Eve Saint discusses arrest and forced removal from Wet’suwet’en territory at Toronto event

Daughter of Wet’suwet’en hereditary chief, pipeline protestors speak out
Eve Saint spoke about her experience being forcibly removed by the RCMP. VICTORIA LEE/THE VARSITY
Eve Saint spoke about her experience being forcibly removed by the RCMP. VICTORIA LEE/THE VARSITY

Wet’suwet’en land defender Eve Saint described her arrest on her peoples’ territory at a talk in Regent Park Community Centre, hosted by the Toronto division of the Ontario Coalition Against Poverty (OCAP) on February 20.

Saint sang the women’s warrior song as she was removed from Wet’suwet’en territory by Royal Canadian Mounted Police (RCMP) officers for taking part in a blockade against the Coastal GasLink (CGL) pipeline.

She was arrested at Gidimt’en, one of two checkpoints set up by the Wet’suwet’en people to stop the CGL pipeline from being built on their unceded lands. Though the Wet’suwet’en gave Coastal GasLink an alternative route, the company has rejected it.

After the British Columbia Supreme Court issued an injunction to clear the roads in December, the RCMP began an operation to clear the blockades and arrest protestors, which in turn sparked nation-wide solidarity protests.

“You know, your father, your ancestors have walked the territory for thousands and thousands of years, and you’re being treated like a criminal,” said Saint.

As armed RCMP officers moved around the blockade, the thought at the front of Saint’s mind was that someone was going to get shot. “My main goal was to make sure that they know that we’re unarmed, we’re peaceful,” Saint recounted of the moment that the RCMP officers closed in.

In December, The Guardian reported that the RCMP, in its plans to clear the road for the CGL pipeline, were prepared to use lethal force, and in leaked documents had proposed “[using] as much violence toward the gate as you want.” It further added that arrests would be necessary for “sterilizing [the] site.”
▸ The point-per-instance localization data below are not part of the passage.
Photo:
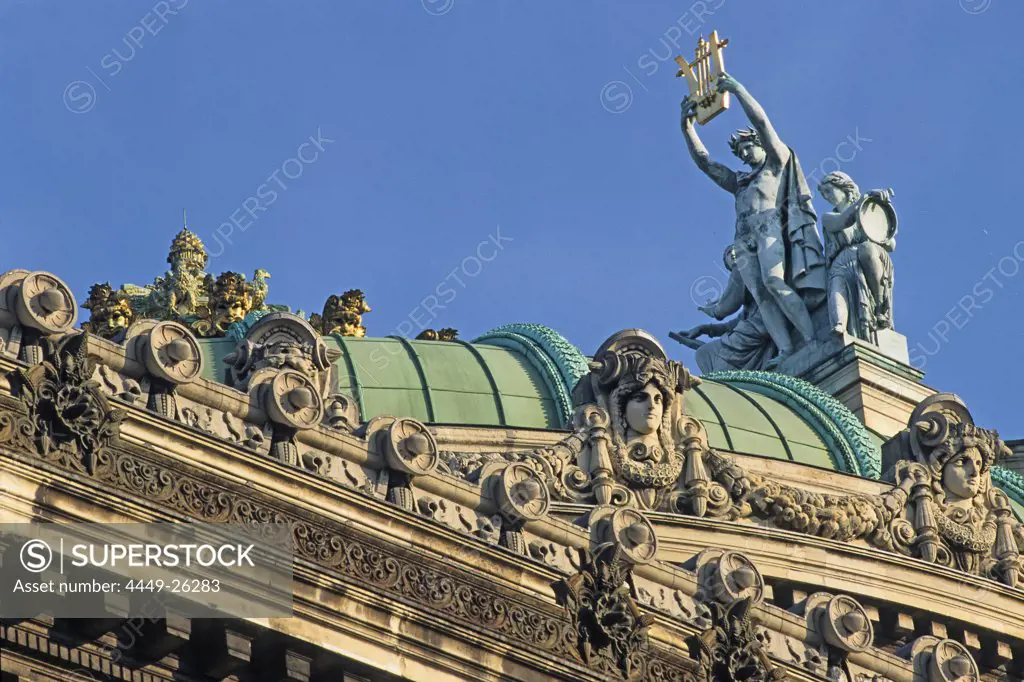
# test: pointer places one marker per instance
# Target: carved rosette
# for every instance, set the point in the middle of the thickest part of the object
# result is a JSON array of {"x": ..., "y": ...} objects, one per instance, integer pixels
[
  {"x": 731, "y": 650},
  {"x": 521, "y": 495},
  {"x": 842, "y": 622},
  {"x": 727, "y": 576},
  {"x": 294, "y": 401},
  {"x": 35, "y": 305},
  {"x": 958, "y": 518},
  {"x": 171, "y": 355},
  {"x": 44, "y": 302},
  {"x": 69, "y": 419},
  {"x": 952, "y": 663}
]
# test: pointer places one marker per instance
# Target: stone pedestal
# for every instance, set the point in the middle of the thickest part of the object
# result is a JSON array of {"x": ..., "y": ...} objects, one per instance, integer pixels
[
  {"x": 1016, "y": 462},
  {"x": 876, "y": 382}
]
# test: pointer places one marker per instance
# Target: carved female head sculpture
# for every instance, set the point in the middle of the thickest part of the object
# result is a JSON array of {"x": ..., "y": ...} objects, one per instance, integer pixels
[{"x": 641, "y": 389}]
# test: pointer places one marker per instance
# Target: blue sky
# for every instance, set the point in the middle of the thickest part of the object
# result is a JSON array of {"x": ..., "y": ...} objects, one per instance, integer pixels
[{"x": 547, "y": 128}]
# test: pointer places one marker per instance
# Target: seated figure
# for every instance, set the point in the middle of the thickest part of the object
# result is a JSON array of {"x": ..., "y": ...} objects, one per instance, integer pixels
[{"x": 740, "y": 343}]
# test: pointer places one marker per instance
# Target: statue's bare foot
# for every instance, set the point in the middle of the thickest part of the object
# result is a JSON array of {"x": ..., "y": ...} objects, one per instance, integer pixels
[{"x": 778, "y": 359}]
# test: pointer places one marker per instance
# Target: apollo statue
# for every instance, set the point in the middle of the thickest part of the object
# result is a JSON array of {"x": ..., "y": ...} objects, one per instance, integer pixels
[{"x": 777, "y": 253}]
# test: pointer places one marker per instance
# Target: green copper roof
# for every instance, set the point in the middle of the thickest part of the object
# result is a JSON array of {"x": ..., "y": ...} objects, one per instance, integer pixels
[
  {"x": 522, "y": 376},
  {"x": 445, "y": 382}
]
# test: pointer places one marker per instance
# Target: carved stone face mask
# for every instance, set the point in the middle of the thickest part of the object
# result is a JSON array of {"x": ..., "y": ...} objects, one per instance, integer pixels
[
  {"x": 644, "y": 410},
  {"x": 962, "y": 475},
  {"x": 751, "y": 154}
]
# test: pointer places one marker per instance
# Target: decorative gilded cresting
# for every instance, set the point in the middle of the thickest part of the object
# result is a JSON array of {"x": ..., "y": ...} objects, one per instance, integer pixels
[
  {"x": 611, "y": 630},
  {"x": 342, "y": 314},
  {"x": 185, "y": 294},
  {"x": 633, "y": 445}
]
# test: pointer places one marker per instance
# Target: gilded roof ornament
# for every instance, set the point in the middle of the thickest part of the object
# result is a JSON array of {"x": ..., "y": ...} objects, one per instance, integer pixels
[
  {"x": 342, "y": 314},
  {"x": 185, "y": 294}
]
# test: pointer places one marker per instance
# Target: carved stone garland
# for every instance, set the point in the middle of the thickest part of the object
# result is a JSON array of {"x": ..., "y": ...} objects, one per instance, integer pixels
[
  {"x": 731, "y": 650},
  {"x": 69, "y": 419}
]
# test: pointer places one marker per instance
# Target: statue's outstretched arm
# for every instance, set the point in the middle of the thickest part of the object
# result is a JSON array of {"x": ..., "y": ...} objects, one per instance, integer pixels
[
  {"x": 776, "y": 151},
  {"x": 732, "y": 298},
  {"x": 724, "y": 176}
]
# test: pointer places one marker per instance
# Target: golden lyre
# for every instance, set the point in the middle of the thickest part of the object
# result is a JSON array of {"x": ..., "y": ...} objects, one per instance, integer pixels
[{"x": 701, "y": 74}]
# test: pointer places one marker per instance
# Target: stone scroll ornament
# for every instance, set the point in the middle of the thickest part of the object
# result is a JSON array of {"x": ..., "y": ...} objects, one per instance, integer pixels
[
  {"x": 633, "y": 444},
  {"x": 409, "y": 450},
  {"x": 171, "y": 355},
  {"x": 611, "y": 631}
]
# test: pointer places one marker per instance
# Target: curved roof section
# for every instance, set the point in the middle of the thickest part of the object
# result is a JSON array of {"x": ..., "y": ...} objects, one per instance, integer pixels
[{"x": 521, "y": 376}]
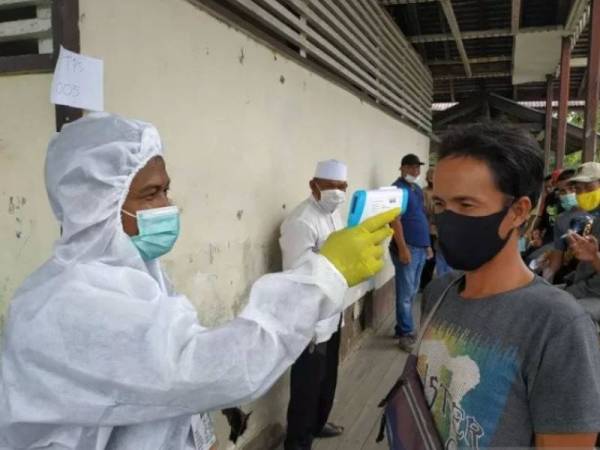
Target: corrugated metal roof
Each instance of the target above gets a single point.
(491, 58)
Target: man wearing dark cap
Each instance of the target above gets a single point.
(409, 249)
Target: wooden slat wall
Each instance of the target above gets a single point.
(39, 28)
(359, 42)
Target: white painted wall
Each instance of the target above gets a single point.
(243, 126)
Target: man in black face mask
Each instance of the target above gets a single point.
(507, 360)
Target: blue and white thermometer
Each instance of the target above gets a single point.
(367, 204)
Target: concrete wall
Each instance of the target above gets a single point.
(243, 127)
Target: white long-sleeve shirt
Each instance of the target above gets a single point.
(303, 233)
(86, 368)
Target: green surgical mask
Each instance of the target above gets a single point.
(158, 231)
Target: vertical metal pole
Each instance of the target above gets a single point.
(563, 107)
(593, 85)
(548, 133)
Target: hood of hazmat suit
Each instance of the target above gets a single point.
(100, 352)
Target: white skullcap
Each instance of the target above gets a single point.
(332, 170)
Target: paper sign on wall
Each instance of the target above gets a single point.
(78, 81)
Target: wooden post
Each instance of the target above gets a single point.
(563, 106)
(548, 133)
(65, 25)
(593, 85)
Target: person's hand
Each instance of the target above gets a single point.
(430, 254)
(584, 248)
(357, 252)
(404, 255)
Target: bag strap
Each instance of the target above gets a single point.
(429, 318)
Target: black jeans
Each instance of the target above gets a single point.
(312, 391)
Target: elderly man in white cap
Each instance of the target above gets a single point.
(314, 374)
(100, 351)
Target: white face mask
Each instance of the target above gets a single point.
(411, 179)
(331, 199)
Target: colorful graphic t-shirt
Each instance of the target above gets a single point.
(498, 370)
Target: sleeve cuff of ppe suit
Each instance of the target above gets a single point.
(329, 280)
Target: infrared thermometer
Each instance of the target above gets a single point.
(367, 204)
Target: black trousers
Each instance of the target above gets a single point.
(312, 391)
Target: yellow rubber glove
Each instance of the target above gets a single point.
(357, 252)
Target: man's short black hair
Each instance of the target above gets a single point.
(566, 174)
(513, 155)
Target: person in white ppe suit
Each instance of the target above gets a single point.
(99, 351)
(314, 374)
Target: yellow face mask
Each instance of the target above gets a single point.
(589, 201)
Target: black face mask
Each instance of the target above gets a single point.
(468, 242)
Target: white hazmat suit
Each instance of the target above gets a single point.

Based in Toronto, Saint had been visiting a sick family member when the RCMP moved to enforce the court injunction against the pipeline protestors. At that moment Saint made the decision to leave school and her life in Toronto to help her father, Hereditary Chief Woos, and others’ efforts to halt the construction of the pipeline Wet’suwet’en territory. Hereditary chiefs titles are passed down through generations — Wet’suwet’en hereditary chiefs have authority over their unceded territory as per pre-colonial Wet’suwet’en law. While the Elected Band Councils are in favour of the pipeline, they only have jurisdiction over reserves and not the unceded territory that the pipeline would pass through. Furthermore, the band councils were created under the Indian Act, which does not predate the hereditary chiefs’ authority.

On February 7, Saint was told that the RCMP officers were on their way to her location at Gidimt’en checkpoint blockade. Saint described preparing for RCMP arrival by eating, drinking, going to the bathroom, and thinking over what she would say to them upon arrival.

Saint said that she told the RCMP during its raid of Gidimt’en, while helicopters and drones could be heard overhead, that “they are trespassing and that they have no consent.”

Despite this, the RCMP moved in, and Saint was arrested and held in custody for four days. Saint spoke of crying in custody because she wished she could have done more. However, shortly before the raid she had found out she was pregnant and made every effort to maintain the safety of her person.

Vanessa Gray from Aamjiwnaang First Nation in Sarnia, Ontario, also spoke at the OCAP event. Along with members of Climate Justice Toronto, Gray occupied the office of the federal Minister of Crown-Indigenous Relations, Carolyn Bennett.

Gray stressed that this is not a “new issue.”

“While the rest of you have an option to do something, we have been raised in Indigenous families that have only been surviving this same issue,” said Gray, who is also a co-founder of Aamjiwnaang & Sarnia Against Pipelines.

A U of T student studying political science and Indigenous studies, Ross Johnston, attended the event. Though informed on the issues in Wet’suwet’en territory, Johnston hoped to learn from the speakers’ personal experiences.This is not the first Wet’suwet’en solidarity event for Johnston, who also attended a “big march on Family Day and a few smaller things up in Northern Ontario… [where] we got some solid support from people on the side of the road.”

Johnston said that the protests “solidified the fact that this was a growing movement and that gave [him] a lot of hope.”

At this time, Prime Minister Justin Trudeau has called for an end to the rail blockades that are held in solidarity across the country. CGL has been told by British Columbia’s Environmental Assessment Office that further talks are needed with the Wet’suwet’en people before construction continues. The gas company has been given 30 days to complete these consultations.